Abstract
During the early development stages of the Middle Marg Tex oil zone in the Sunshine field, a rapid pressure decline was experienced. To forecast the future pressure behavior of the reservoir, unsteady-state calculations using the method developed in 1949 by van Everdingen and Hurs't were employed. This article reviews the calculation method and its limitations--particularly before some performance data are available. Illustrated is the variation of the calculated water influx constant (required for the unsteady-state calculations) at various times in the life of the reservoir. These data give an indication of the amount of performance history required to make a good pressure prediction. Also, the effect of higher and lower rates of production is shown. All calculated pressures are compared with the actual measured pressure performance.
Introduction
The undersaturated Middle Marg Tex oil reservoir in the Sunshine field, about 10 miles south of Baton Rouge in Iberville Parish, La., went on production in April, 1949. The reservoir was developed in 1949 and 1950. Reservoir pressure in Sept., 1950, had declined to about 4,300 psi from an original 4,750 psi. Less than 1/2 million bbl of oil had been produced of the estimated 9 to 10 million bbl of oil in place. Although it was obvious that the reservoir had a water drive, it was important to the operation of the field to predict the pressure behavior under anticipated future rates of withdrawal. The steady-state flow equation developed by van Everdingen and Hurst was employed in combination with the material balance equation to predict future pressures using performance data available after 525 days. This was a desk calculator prediction at the time and proved to be reasonably accurate. A computer program was developed for the pressure predictions allowing an examination of the sensitivity of various factors, critical assumptions and possible sources of error in the method used. It was found that very reliable predictions could be made after a relatively short period of production history. Also attempted was a prediction using only original geological and laboratory fluid analysis data. This approach required accurate determination of too many critical factors to be useful. In a reservoir acting under infinite boundary conditions, as the Marg Tex appears to be, the most critical factor is rate prediction. A reliable production forecast is required to predict pressure and water influx. The unsteady-state material balance calculations described can be a valuable tool to determine the effect of various rates on pressure behavior. The possibility of the reservoir being of limited size always must be considered. A finite reservoir introduces much additional uncertainty in the calculations, and comments on a finite reservoir are included in this article.
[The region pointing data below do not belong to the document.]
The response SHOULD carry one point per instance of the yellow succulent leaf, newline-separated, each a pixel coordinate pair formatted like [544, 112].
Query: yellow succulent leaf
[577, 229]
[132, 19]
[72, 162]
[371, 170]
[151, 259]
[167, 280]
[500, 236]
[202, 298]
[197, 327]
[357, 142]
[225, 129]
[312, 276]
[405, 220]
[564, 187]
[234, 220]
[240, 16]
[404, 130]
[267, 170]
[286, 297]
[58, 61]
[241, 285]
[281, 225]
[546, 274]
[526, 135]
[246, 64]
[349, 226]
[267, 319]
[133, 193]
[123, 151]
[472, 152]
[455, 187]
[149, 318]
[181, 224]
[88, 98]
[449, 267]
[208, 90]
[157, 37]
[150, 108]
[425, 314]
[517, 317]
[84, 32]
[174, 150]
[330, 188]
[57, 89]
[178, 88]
Geologic and Reservoir Characteristics
Situated on the flood plain along the north bank of the Mississippi River, the discovery well of the Sunshine field was drilled in late 1948 with a completion in the Upper Marginulina Texana zone at 10,310 ft. The Marginulina Texana zone is in the lower portion of the Upper Frio and varies in thickness from 750 to 900 ft. The productive sandstone unit is in the top 50 to 60 ft of the zone, and the remaining portion is composed mostly of massive compact shale. Due to its lenticular nature, the Marg Tex sand further divides into several reservoirs within the field. The Middle Marg Tex reservoir is the most widespread of the productive sands and appears to have extensive development to the east. The entire Marg Tex sandstone unit has good development in the Burtville field 4 miles to the northeast. The Middle Marg Tex has permeability barriers to the southwest due to an increase in limy material. Also, the zone appears to become shaly in the southeast portion of the field. The sands are firm, fine to medium grained and often slightly glauconitic. The porosity averages 29 percent and the permeability slightly over 1 darcy. Connate water is estimated at 23 percent and the gravity is 27.5 degs API. The formation volume factor is 1.1707 at the original reservoir pressure of 4,750 psig. Gas in solution is 400 cu ft/bbl and saturation pressure is 2,465 psig-2,285 psi below original pressure of 4,750 psig. The crude viscosity is about 3.23 cp at a reservoir temperature of 199F.